I agree that trying to mitigate prompt injection in isolation is futile, as there are too many ways to tweak the injection to compromise the agent. Security is a layered thing though, if you compartmentalize your systems between trusted and untrusted domains and define communication protocols between them that fail when prompt injections are present, you drop the probability of compromise way down.

> define communication protocols between them that fail when prompt injections are present

There's the "draw the rest of the owl" of this problem.

Until we figure out a robust theoretical framework for identifying prompt injections (not anywhere close to that, to my knowledge - as OP pointed out, all models are getting jailbroken all the time), human-in-the-loop will remain the only defense.

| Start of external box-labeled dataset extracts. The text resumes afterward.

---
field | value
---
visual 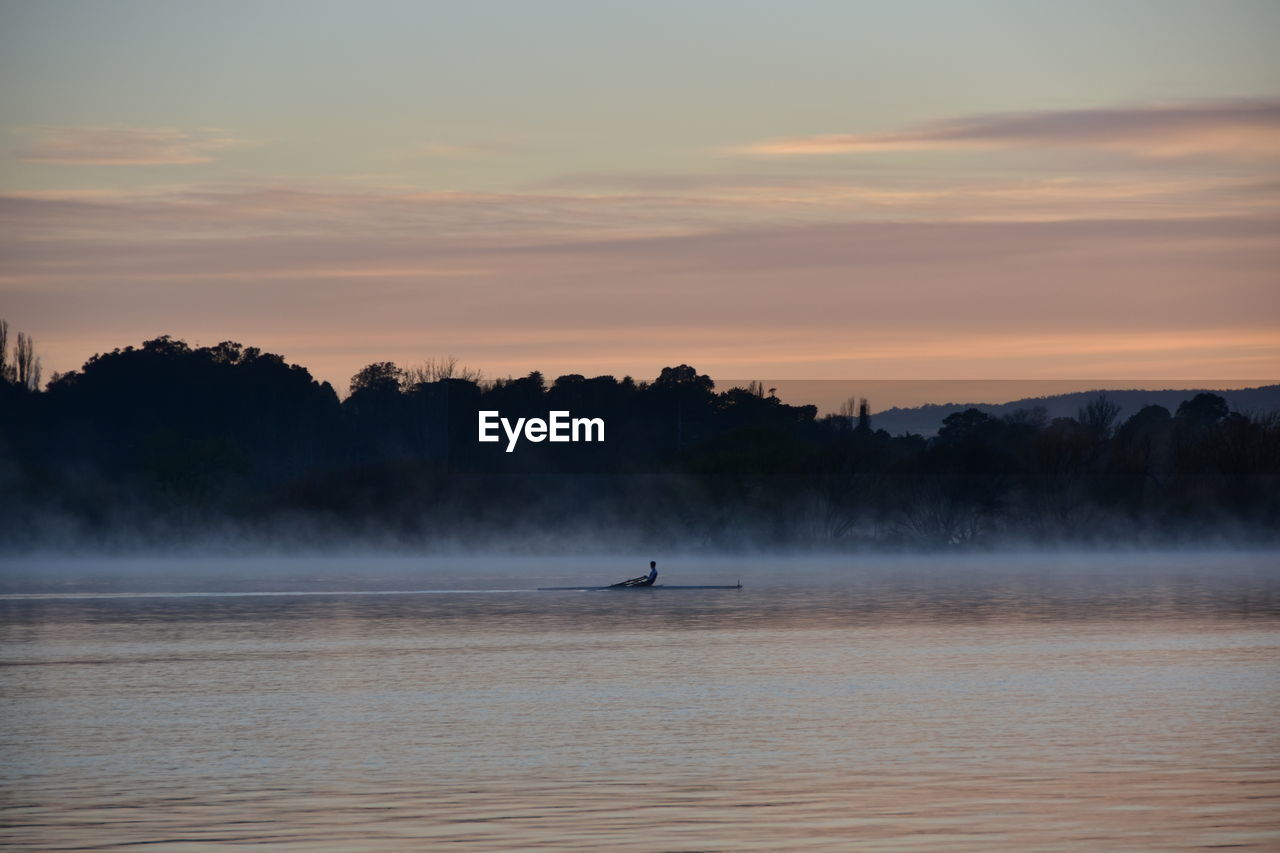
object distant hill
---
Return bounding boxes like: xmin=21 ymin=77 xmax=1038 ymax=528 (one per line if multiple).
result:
xmin=872 ymin=386 xmax=1280 ymax=437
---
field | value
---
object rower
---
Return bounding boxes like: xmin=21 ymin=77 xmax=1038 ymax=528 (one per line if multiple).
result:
xmin=613 ymin=560 xmax=658 ymax=587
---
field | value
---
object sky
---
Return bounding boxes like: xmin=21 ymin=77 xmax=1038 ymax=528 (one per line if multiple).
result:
xmin=0 ymin=0 xmax=1280 ymax=391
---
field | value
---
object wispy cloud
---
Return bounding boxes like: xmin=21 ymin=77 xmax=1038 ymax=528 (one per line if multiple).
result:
xmin=416 ymin=142 xmax=511 ymax=160
xmin=735 ymin=99 xmax=1280 ymax=158
xmin=14 ymin=124 xmax=243 ymax=165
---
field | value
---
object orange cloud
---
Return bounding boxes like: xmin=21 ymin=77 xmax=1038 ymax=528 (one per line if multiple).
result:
xmin=737 ymin=100 xmax=1280 ymax=158
xmin=14 ymin=124 xmax=242 ymax=165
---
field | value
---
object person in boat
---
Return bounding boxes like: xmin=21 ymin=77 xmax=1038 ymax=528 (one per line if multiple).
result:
xmin=613 ymin=560 xmax=658 ymax=587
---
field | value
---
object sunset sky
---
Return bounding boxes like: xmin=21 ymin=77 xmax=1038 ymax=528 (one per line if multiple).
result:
xmin=0 ymin=0 xmax=1280 ymax=391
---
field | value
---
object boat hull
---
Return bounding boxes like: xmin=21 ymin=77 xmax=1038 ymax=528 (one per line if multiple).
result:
xmin=538 ymin=584 xmax=742 ymax=592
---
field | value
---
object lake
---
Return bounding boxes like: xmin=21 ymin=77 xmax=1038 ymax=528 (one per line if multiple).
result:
xmin=0 ymin=553 xmax=1280 ymax=850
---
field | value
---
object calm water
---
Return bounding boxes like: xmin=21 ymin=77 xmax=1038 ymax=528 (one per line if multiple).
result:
xmin=0 ymin=555 xmax=1280 ymax=850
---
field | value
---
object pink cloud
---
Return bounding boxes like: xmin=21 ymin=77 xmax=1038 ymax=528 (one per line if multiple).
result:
xmin=737 ymin=100 xmax=1280 ymax=158
xmin=14 ymin=124 xmax=242 ymax=165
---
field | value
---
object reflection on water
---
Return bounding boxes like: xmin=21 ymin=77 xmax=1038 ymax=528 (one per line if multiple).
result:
xmin=0 ymin=558 xmax=1280 ymax=850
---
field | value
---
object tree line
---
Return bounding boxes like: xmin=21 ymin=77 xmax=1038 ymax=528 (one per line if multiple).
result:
xmin=0 ymin=325 xmax=1280 ymax=551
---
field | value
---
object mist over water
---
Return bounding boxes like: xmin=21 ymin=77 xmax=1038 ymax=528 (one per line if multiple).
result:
xmin=0 ymin=552 xmax=1280 ymax=850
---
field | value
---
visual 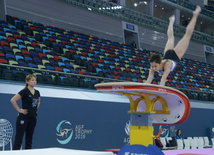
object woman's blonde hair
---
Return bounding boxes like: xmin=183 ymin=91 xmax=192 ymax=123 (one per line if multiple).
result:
xmin=24 ymin=74 xmax=36 ymax=89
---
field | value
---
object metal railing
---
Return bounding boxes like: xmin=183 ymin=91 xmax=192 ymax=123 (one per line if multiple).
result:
xmin=61 ymin=0 xmax=214 ymax=46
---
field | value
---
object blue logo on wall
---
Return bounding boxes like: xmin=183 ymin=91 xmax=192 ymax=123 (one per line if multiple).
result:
xmin=56 ymin=120 xmax=73 ymax=144
xmin=126 ymin=23 xmax=135 ymax=31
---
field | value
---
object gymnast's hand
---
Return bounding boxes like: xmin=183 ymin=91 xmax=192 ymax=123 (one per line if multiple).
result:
xmin=19 ymin=109 xmax=28 ymax=115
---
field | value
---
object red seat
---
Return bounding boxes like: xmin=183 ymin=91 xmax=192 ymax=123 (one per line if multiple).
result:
xmin=22 ymin=50 xmax=30 ymax=56
xmin=7 ymin=38 xmax=15 ymax=43
xmin=138 ymin=79 xmax=143 ymax=82
xmin=82 ymin=52 xmax=88 ymax=56
xmin=135 ymin=70 xmax=140 ymax=74
xmin=76 ymin=40 xmax=80 ymax=44
xmin=49 ymin=38 xmax=55 ymax=43
xmin=30 ymin=27 xmax=36 ymax=33
xmin=62 ymin=41 xmax=68 ymax=45
xmin=152 ymin=81 xmax=158 ymax=84
xmin=126 ymin=68 xmax=131 ymax=72
xmin=126 ymin=78 xmax=132 ymax=81
xmin=1 ymin=41 xmax=9 ymax=47
xmin=54 ymin=54 xmax=61 ymax=62
xmin=39 ymin=53 xmax=46 ymax=59
xmin=13 ymin=34 xmax=21 ymax=39
xmin=0 ymin=59 xmax=8 ymax=63
xmin=114 ymin=71 xmax=119 ymax=75
xmin=89 ymin=50 xmax=94 ymax=53
xmin=98 ymin=59 xmax=104 ymax=63
xmin=32 ymin=42 xmax=39 ymax=48
xmin=92 ymin=62 xmax=98 ymax=68
xmin=115 ymin=66 xmax=120 ymax=70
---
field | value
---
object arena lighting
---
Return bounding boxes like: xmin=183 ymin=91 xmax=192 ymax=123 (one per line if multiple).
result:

Human in the loop isn't the only defense, you can't achieve complete injection coverage, but you can have an agent convert untrusted input into a response schema with a canary field, then fail any agent outputs that don't conform to the schema or don't have the correct canary value. This works because prompt injection scrambles instruction following, so the odds that the injection works, the isolated agent re-injects into the output, and the model also conforms to the original instructions regarding schema and canary is extremely low. As long as the agent parsing untrusted content doesn't have any shell or other exfiltration tools, this works well.

This only works against crude attacks which will fail the schema/canary check, but does next to nothing for semantic hijacking, memory poisoning and other more sophisticated techniques.

With misinformation attacks, your can instruct research agent to be skeptical and thoroughly validate claims made by untrusted sources. TBH, I think humans are just as likely to fall for these sorts of attacks if not more-so, because we're lazier than agents and less likely to do due diligence (when prompted).

Humans are definitely just as vulnerable. The difference is that no two humans are copies of the same model, so the blast radius is more limited; developing an exploit to convince one human assistant that he ought to send you money doesn't let you easily compromise everyone who went to the same school as him.

Show me a legitimate practical prompt injection on opus 4.6. I read many articles but none provide actual details.


Yes, I've seen this site and the research. However, I don't understand what any of this means. How do I go from https://github.com/elder-plinius/L1B3RT4S/blob/main/ANTHROPI... to a prompt injection against opus 4.6?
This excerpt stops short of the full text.